Carvedilol blocks alpha-1-, beta-1- and beta-2-adrenoreceptors. It has vasodilatory, antianginal and antiarrhythmic effects. The vasodilatory effect is mainly due to blockade of alpha 1-receptors. Due to vasodilatation, it reduces total peripheral vascular resistance (TPRR). It has no sympathomimetic activity of its own and has membrane stabilizing properties.

The combination of vasodilation and blockade of beta-adrenoreceptors leads to the following effects: in patients with arterial hypertension the decrease of arterial pressure (AP) is not accompanied with increase of PPS, peripheral blood flow does not decrease (unlike beta-adrenoblockers). HR decreases insignificantly.

In patients with CHD it has antianginal action. It decreases pre- and post-loading on the heart. It has no expressed effect on lipid metabolism and the content of potassium, sodium and magnesium in the blood plasma. In patients with left ventricular dysfunction or circulatory insufficiency, it has a favorable effect on hemodynamic parameters and improves the ejection fraction and left ventricular size. It has an antioxidant effect by eliminating free oxygen radicals.

Pharmacokinetics

Carvedilol is rapidly and almost completely absorbed after oral administration from the gastrointestinal tract. It is almost completely bound to blood plasma proteins (98-99%). The plasma concentration is proportional to the dose taken. Bioavailability is about 25% due to high metabolism in the liver.
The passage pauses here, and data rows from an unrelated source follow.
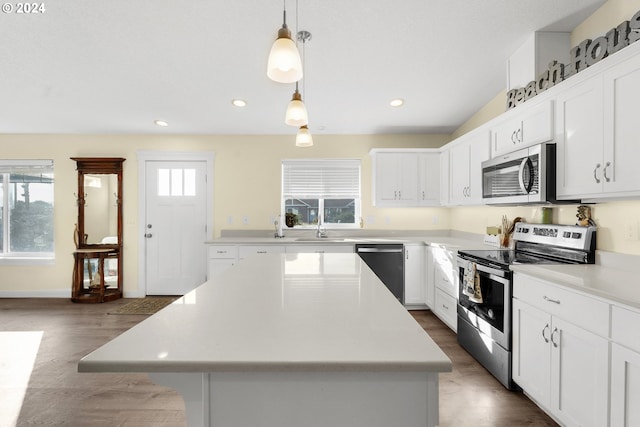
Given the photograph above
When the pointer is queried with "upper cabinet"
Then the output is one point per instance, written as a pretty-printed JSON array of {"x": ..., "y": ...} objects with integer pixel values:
[
  {"x": 465, "y": 167},
  {"x": 406, "y": 177},
  {"x": 528, "y": 127},
  {"x": 598, "y": 150},
  {"x": 579, "y": 139}
]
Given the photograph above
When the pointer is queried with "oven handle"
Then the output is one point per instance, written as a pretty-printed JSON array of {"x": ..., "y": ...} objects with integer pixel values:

Metabolites with high ability to block beta-adrenoreceptors are formed.

The maximum concentration in plasma is reached after 1 hour. The elimination half-life is 6-10 hours.
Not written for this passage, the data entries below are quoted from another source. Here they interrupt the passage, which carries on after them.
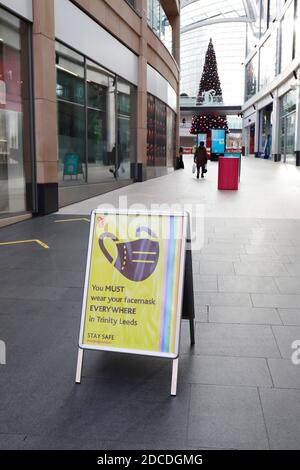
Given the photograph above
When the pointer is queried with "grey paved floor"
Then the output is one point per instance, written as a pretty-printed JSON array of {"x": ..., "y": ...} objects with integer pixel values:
[{"x": 238, "y": 388}]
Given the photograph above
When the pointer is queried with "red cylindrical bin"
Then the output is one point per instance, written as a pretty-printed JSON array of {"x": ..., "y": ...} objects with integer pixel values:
[{"x": 229, "y": 173}]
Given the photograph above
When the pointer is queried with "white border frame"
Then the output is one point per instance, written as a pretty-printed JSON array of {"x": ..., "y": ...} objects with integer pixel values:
[{"x": 139, "y": 352}]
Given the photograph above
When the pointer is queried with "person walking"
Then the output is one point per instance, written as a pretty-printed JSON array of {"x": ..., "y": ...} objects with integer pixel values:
[{"x": 201, "y": 159}]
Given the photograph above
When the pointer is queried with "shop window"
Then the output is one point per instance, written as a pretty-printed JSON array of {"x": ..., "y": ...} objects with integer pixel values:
[
  {"x": 159, "y": 23},
  {"x": 16, "y": 183},
  {"x": 268, "y": 60},
  {"x": 288, "y": 126},
  {"x": 251, "y": 77},
  {"x": 101, "y": 122},
  {"x": 96, "y": 121},
  {"x": 126, "y": 127},
  {"x": 297, "y": 28},
  {"x": 70, "y": 92},
  {"x": 161, "y": 134},
  {"x": 287, "y": 37}
]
In elderly patients, the plasma concentration of carvedilol is approximately 50% higher than in younger patients. It is excreted mainly with bile. In patients with impaired liver function the bioavailability may increase to 80%. It penetrates through the placental barrier and is excreted with breast milk. Food slows absorption of the drug, but does not affect its bioavailability.

Indications

Active ingredient

Composition

1 tablet contains:

How to take, the dosage

Ingestion, after meals, with water.

The dose of the drug is chosen individually. The treatment should start with low doses, gradually increasing until the optimal clinical effect is achieved. After the first administration of Carvedilol-Teva and after each dose increase to exclude possible arterial hypotension, it is recommended to measure the blood pressure 1 hour after taking the drug.
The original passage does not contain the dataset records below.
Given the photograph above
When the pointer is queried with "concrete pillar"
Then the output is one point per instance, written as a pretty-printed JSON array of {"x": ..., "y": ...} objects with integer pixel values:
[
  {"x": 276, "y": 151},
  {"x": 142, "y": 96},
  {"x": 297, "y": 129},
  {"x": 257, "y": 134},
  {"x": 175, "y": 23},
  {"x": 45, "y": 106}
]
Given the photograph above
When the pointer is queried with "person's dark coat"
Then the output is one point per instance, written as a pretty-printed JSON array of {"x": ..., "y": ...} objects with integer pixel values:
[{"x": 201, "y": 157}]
The therapy with Carvedilol-Teva should be stopped gradually, reducing the dose over 1-2 weeks.

If more than 2 weeks elapse after stopping therapy, it is recommended that the drug be restarted again at a lower dose.

Arterial hypertension

The initial dose is 12.5 mg once daily in the morning for the first 2 days, then 25 mg once daily. Subsequently, if necessary, the dose can be increased at intervals of at least 2 weeks, up to a maximum daily dose of 50 mg per day (divided into 2 doses).

Ischemic heart disease: prophylaxis of stable angina attacks The initial dose is 12.5 mg twice a day for the first 2 days, then 25 mg twice a day (morning and evening).

Chronic heart failure II and III functional class according to NYHA classification

The dose is adjusted individually, the doctor must be closely observed. The patient’s condition should be monitored during the first 2-3 hours after the first administration of the drug or after the first dose increase. The dose and use of other agents, such as digoxin, diuretics and angiotensin-converting enzyme (ACE) inhibitors should be adjusted before starting therapy with Carvedilol-Teva.

Patients should take the tablets with meals (to reduce the risk of orthostatic hypotension). The recommended starting dose is 3.125 mg twice daily. If this dose is well tolerated, it can be gradually (at 2 week intervals) increased to 6.25 mg twice a day, then to 12.5 mg twice a day, then to 25 mg twice a day.

Patients take the maximum tolerated dose. The maximum recommended dose for patients weighing less than 85 kg is 25 mg 2 times a day and for patients weighing more than 85 kg, 50 mg 2 times a day. Patients with chronic heart failure in order to prevent orthostatic hypotension are recommended to take the drug with meals. Before each increase of the dose the physician should examine the patient for possible increase of symptoms of chronic heart failure or vasodilatation.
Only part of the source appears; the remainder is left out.